Maryna Meshkova (b. 12 November 1981) is from Melitopol, a city in Zaporizhzhia oblast which has been under Russian occupation since the first days of Russia’s full-scale invasion of Ukraine. She was seized on 25 July 2024 and has, seemingly, been in Russian captivity ever since despite having two children under her care. She also suffers from chronic hepatitis, with this likely to be exacerbated by the appalling conditions in Russian and Russian occupation prisons and the near certain lack of adequate healthcare.
The charges against Meshkova were of ‘state treason’, under Article 275 of Russia’s criminal code, and of ‘abetting terrorist activities’ (Article 205.1 § 1.1.) It was claimed that, from December 2023 to April 2024, she had sent money transfers both to bank cards collecting for Ukraine’s Armed Forces, and to accounts, linked with the Free Russia Legion. The latter is against the regime of Russian leader Vladimir Putin and Russia’s war of aggression against Ukraine, and its members are fighting on Ukraine’s side. In March 2023, Russia’s supreme court declared it a ‘terrorist organization’, as it has the Ukrainian Armed Forces Azov Regiment, with both rulings used to justify ‘terrorism’ charges and massive sentences. Donations to the Free Russia Legion would, undoubtedly, have been cited as the grounds for charging Meshkova with ‘abetting terrorist activities’. It may also have been one of the grounds for the supposed ‘treason’ charges, however Russia has long been sentencing Ukrainians to 12 years and more on supposed ‘treason’ charges for having made donations to the Armed Forces defending their country. Russia has made it effectively impossible, especially for a person with children, to not take Russian citizenship. It then uses the citizenship to call them ‘Russians’ and treat support for Ukraine’s defenders as ‘treason’.

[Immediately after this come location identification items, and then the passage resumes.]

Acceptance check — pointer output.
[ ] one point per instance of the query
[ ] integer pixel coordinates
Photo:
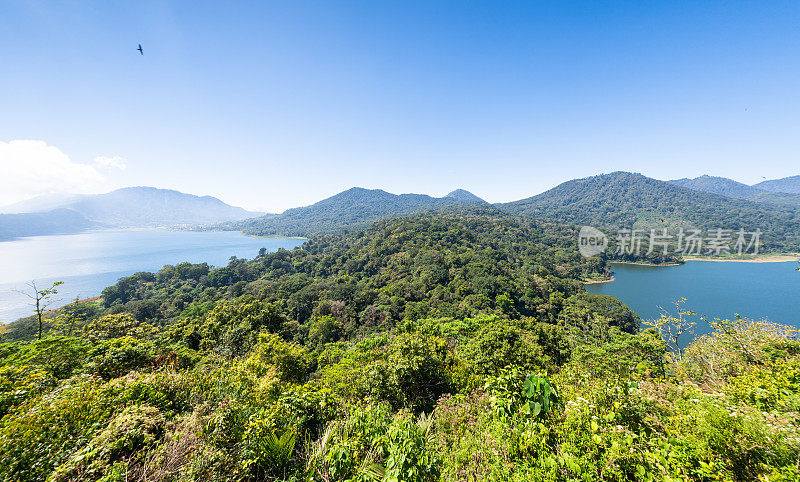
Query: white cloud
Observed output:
(29, 168)
(109, 162)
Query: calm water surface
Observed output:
(88, 262)
(715, 289)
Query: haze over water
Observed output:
(89, 262)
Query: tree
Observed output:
(671, 327)
(41, 300)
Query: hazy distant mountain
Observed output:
(128, 207)
(718, 185)
(57, 221)
(354, 208)
(140, 207)
(149, 206)
(624, 199)
(45, 202)
(787, 184)
(464, 196)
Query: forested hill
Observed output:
(433, 348)
(443, 265)
(355, 208)
(731, 188)
(718, 185)
(623, 199)
(787, 185)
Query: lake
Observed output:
(714, 289)
(89, 262)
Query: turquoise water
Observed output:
(714, 289)
(88, 262)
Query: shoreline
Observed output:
(766, 258)
(645, 264)
(598, 281)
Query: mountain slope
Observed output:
(148, 206)
(140, 207)
(57, 221)
(718, 185)
(731, 188)
(623, 199)
(355, 208)
(787, 184)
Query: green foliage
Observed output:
(541, 395)
(414, 351)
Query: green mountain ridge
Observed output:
(731, 188)
(631, 200)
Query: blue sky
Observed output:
(271, 105)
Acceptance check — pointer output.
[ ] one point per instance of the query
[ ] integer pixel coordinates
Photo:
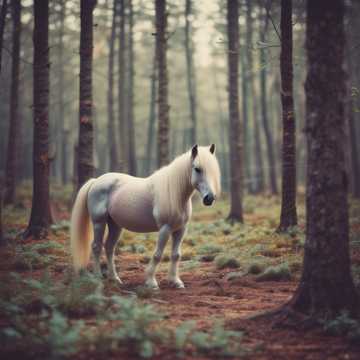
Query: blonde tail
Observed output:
(80, 229)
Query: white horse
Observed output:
(160, 202)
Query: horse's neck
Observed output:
(186, 194)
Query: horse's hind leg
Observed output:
(110, 245)
(164, 234)
(97, 245)
(174, 278)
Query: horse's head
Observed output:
(205, 173)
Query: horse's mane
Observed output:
(172, 183)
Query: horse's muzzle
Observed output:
(208, 199)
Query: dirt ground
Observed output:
(208, 295)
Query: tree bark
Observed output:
(235, 136)
(2, 238)
(288, 215)
(152, 116)
(2, 26)
(190, 71)
(40, 217)
(64, 131)
(258, 181)
(113, 158)
(131, 115)
(264, 110)
(326, 287)
(14, 127)
(163, 105)
(353, 145)
(86, 136)
(122, 156)
(245, 114)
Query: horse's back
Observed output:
(130, 204)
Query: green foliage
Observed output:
(256, 267)
(50, 334)
(137, 330)
(343, 325)
(276, 273)
(224, 261)
(84, 296)
(219, 342)
(35, 256)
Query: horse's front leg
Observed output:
(175, 258)
(164, 234)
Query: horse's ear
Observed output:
(194, 152)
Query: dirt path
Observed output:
(209, 296)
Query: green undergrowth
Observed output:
(44, 319)
(343, 325)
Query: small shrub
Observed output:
(219, 342)
(208, 249)
(137, 326)
(256, 268)
(343, 325)
(275, 273)
(224, 261)
(145, 259)
(207, 258)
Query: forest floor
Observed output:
(230, 274)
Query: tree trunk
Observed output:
(288, 215)
(235, 136)
(131, 117)
(2, 238)
(121, 90)
(2, 26)
(163, 106)
(64, 131)
(13, 138)
(110, 99)
(353, 145)
(259, 168)
(245, 114)
(264, 110)
(190, 71)
(86, 136)
(40, 217)
(326, 287)
(223, 130)
(152, 117)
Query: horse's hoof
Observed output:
(117, 280)
(178, 284)
(152, 284)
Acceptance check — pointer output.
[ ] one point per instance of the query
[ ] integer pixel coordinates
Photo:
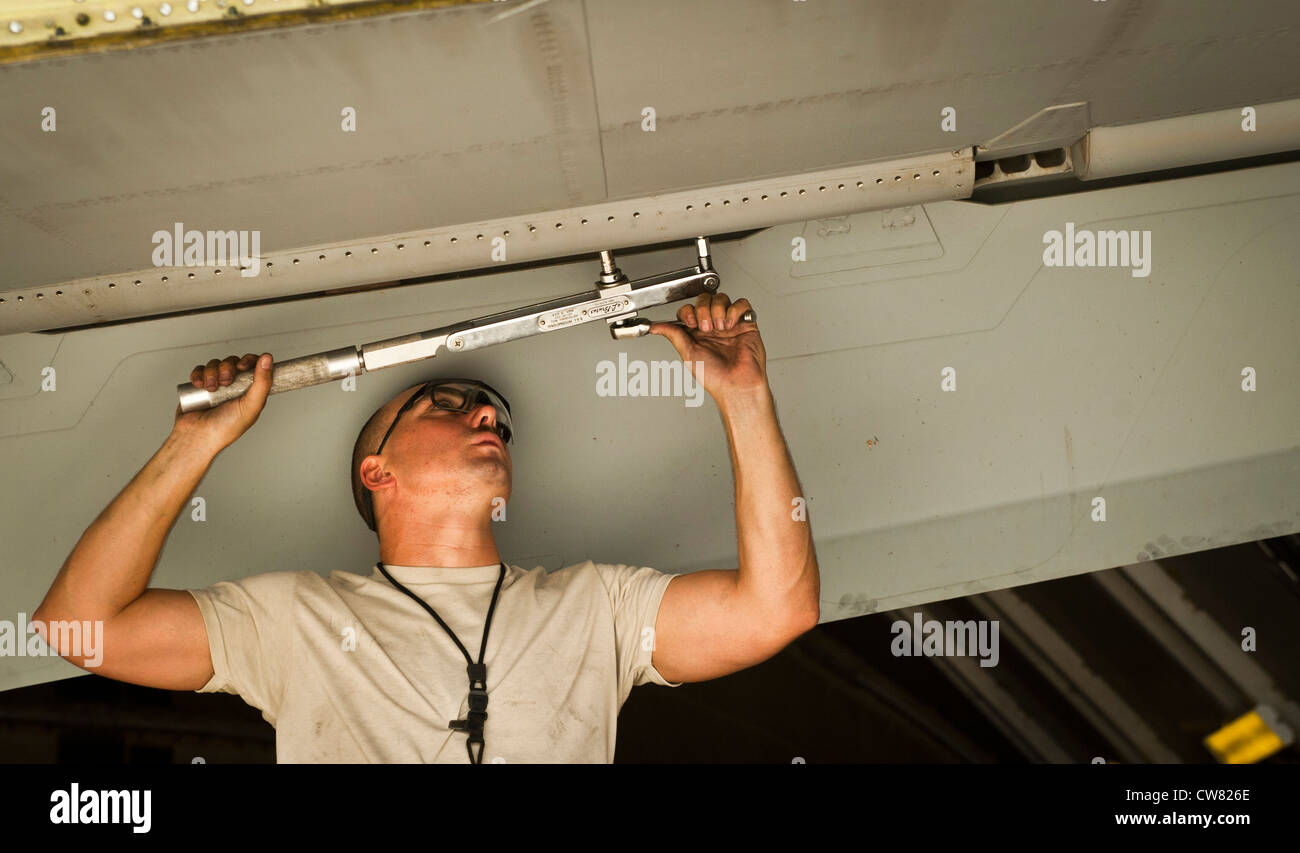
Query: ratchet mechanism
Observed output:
(615, 299)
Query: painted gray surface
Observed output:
(463, 120)
(1071, 384)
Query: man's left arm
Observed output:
(715, 622)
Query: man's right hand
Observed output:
(226, 421)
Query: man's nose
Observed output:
(484, 412)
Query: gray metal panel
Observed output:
(462, 118)
(1073, 384)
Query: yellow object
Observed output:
(38, 29)
(1248, 739)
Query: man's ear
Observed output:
(373, 476)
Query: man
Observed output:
(443, 653)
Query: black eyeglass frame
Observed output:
(428, 388)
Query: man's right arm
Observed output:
(155, 637)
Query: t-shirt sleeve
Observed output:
(635, 594)
(250, 627)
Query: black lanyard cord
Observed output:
(477, 715)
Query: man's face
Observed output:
(445, 454)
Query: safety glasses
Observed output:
(458, 395)
(453, 395)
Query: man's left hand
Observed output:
(723, 353)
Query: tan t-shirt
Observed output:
(349, 669)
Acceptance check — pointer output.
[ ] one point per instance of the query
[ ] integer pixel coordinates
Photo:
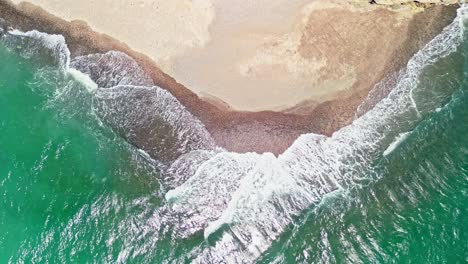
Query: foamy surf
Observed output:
(242, 202)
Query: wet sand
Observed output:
(267, 130)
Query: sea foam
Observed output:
(242, 202)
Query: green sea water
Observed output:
(73, 191)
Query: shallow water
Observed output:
(78, 183)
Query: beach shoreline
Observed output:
(240, 131)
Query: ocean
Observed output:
(98, 165)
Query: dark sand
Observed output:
(266, 131)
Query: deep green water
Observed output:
(72, 191)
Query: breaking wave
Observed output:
(243, 202)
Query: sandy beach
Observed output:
(309, 63)
(253, 55)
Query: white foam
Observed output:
(398, 140)
(244, 202)
(84, 79)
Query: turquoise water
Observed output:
(74, 191)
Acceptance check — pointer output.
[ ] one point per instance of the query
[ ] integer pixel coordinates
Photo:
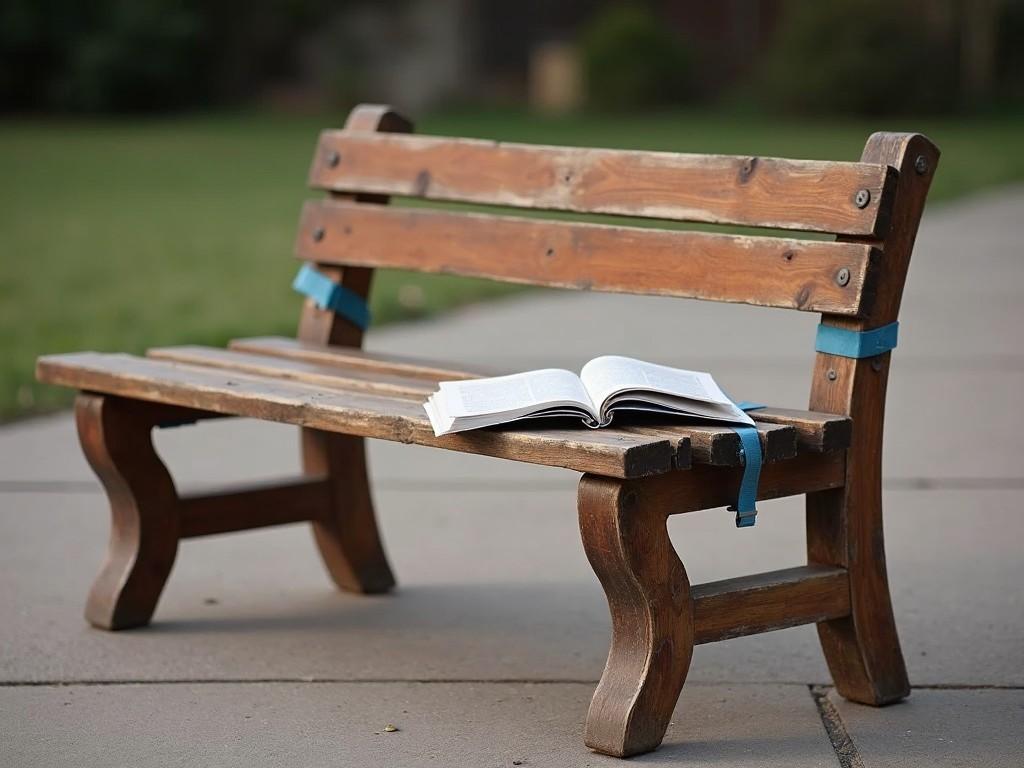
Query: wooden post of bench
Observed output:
(844, 526)
(347, 537)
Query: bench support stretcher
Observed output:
(148, 516)
(656, 615)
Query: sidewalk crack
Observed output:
(842, 741)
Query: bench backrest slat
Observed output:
(805, 195)
(769, 271)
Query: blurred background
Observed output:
(154, 152)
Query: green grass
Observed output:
(118, 236)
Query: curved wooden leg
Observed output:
(862, 649)
(348, 539)
(648, 593)
(116, 437)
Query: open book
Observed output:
(604, 386)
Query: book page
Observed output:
(605, 376)
(624, 382)
(515, 392)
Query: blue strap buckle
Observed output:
(329, 295)
(856, 344)
(745, 506)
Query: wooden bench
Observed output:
(633, 476)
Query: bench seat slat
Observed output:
(765, 271)
(816, 432)
(710, 443)
(604, 452)
(807, 195)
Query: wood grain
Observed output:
(605, 452)
(706, 443)
(844, 525)
(749, 605)
(719, 445)
(706, 486)
(628, 546)
(804, 195)
(351, 357)
(116, 438)
(293, 369)
(815, 432)
(252, 506)
(347, 537)
(764, 271)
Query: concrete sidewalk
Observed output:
(487, 653)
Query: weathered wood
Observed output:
(765, 271)
(116, 438)
(231, 509)
(844, 526)
(720, 445)
(764, 602)
(711, 443)
(648, 596)
(804, 195)
(349, 357)
(347, 538)
(605, 452)
(324, 326)
(706, 486)
(816, 432)
(290, 369)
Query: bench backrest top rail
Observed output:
(840, 198)
(813, 275)
(374, 158)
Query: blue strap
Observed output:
(856, 343)
(750, 454)
(329, 295)
(745, 507)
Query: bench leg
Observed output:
(648, 594)
(116, 437)
(347, 537)
(862, 649)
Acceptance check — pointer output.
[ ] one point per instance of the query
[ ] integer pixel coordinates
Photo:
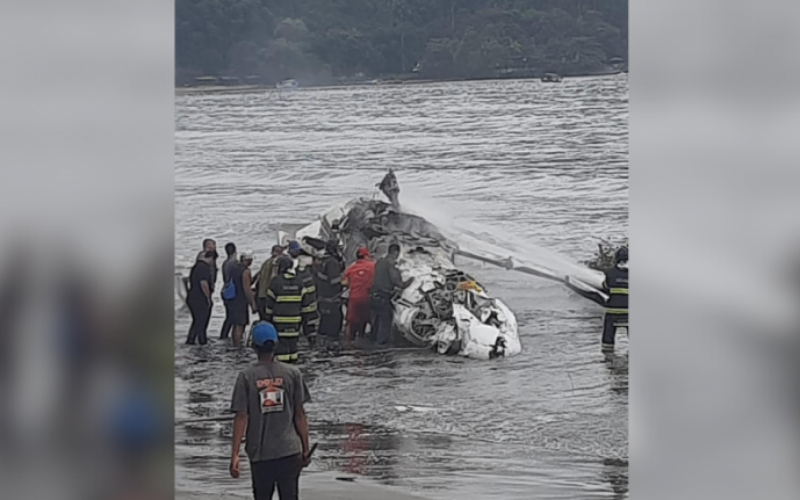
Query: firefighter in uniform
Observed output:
(302, 265)
(616, 284)
(329, 292)
(291, 306)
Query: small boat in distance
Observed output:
(286, 84)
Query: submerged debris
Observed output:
(604, 258)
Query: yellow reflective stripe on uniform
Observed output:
(287, 319)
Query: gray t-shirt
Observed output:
(268, 393)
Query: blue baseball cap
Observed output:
(264, 332)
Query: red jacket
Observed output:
(359, 276)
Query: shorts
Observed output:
(239, 313)
(358, 311)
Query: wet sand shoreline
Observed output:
(318, 486)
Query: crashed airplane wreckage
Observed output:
(443, 308)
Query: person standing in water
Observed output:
(268, 400)
(292, 308)
(243, 298)
(616, 284)
(210, 245)
(268, 271)
(386, 282)
(358, 279)
(230, 262)
(199, 298)
(329, 291)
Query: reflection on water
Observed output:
(544, 167)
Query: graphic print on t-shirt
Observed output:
(270, 392)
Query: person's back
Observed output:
(268, 400)
(360, 276)
(267, 392)
(201, 271)
(616, 284)
(227, 267)
(291, 306)
(266, 273)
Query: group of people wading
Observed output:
(299, 293)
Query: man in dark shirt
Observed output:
(230, 261)
(329, 292)
(268, 401)
(387, 281)
(210, 245)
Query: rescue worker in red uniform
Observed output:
(616, 284)
(358, 278)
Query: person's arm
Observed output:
(309, 312)
(300, 419)
(239, 427)
(269, 306)
(206, 291)
(247, 284)
(239, 406)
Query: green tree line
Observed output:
(321, 40)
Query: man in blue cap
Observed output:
(268, 401)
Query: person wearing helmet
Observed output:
(291, 307)
(328, 279)
(241, 299)
(268, 400)
(269, 270)
(616, 285)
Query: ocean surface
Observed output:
(540, 170)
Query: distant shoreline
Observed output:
(237, 89)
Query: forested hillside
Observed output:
(322, 40)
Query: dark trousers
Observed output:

Russia holds all such ‘trials’ behind closed doors, with the lack of names on the Southern District Military Court website increasingly making it impossible to even know how a trial is progressing. Judging by the number of hearings, it seems likely that Meshkow rejected part or all of the charges, and will, hopefully, lodge an appeal. This is not because there is any real chance that a Russian court will provide a just ruling. The 14-year sentence in a medium-security prison colony, passed on 15 June 2026 by ‘judge’ Sakit Eskerkhanovich Lachnikov, is in clear violation of international law and political, as well as being particularly brutal given that two children are being deprived of their mother.
It remains unclear how the Russians even find out about such donations, with the uncertainty about this probably an extra mechanism for intimidating the population. Russia has passed a huge number of long sentences over donations in the past two years, and is increasingly targeting either very young people, and quite elderly Ukrainians. There are very strong grounds for concern about the health of many of these political prisoners, including, most recently, health issues in the case of Halyna Bekhter. Given the conditions in Russian penal institutions, the terms of imprisonment imposed in many cases are effectively death sentences.